Postmodern Poetry and Poetics
This course considered the writing of a number of a handful of postmodern poets whose work and poetics exhibit a range of responses to the cultural and political dominants of contemporary life. While three are sometimes associated with Language Poetry (Charles Bernstein, Lyn Hejinian, Susan Howe), the remaining three are more frequently positioned in cultural terms (Kamau Brathwaite, Nathanial Mackey, Cecilia Vicuņa) Each of the authors variously engages with ideology, cultural memory, and identity in creative and sometimes, challenging ways. The stylistic and socio-cultural range of the writing provides the opportunity to consider how language and poetic form intersect with, reflect, resist, and refigure one's experience of the world and of reading itself.

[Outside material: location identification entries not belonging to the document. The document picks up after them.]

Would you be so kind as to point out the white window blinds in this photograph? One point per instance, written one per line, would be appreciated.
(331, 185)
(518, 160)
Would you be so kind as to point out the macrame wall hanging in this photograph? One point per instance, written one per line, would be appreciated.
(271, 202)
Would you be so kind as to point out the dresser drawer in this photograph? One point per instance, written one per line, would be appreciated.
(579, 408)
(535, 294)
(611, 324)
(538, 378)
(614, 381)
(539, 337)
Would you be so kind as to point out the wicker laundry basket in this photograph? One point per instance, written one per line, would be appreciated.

Taking Paul Naylor's Poetic Investigations: Singing the Holes in History--which treats four of the poets--as an orienting critical study, the course allowed students to test Naylor's framework in reading the untreated poets. Further, a peculiarly allusive or suggestive use of theory in the Naylor study provided the impetus for students to test out the relevance of various philosophical paradigms through discussion and their own writing. (Wittgenstein, Benjamin, DeCertau)
The course also incorporates web-based resources (EPC) and audio recordings of the poets in performance and interviews.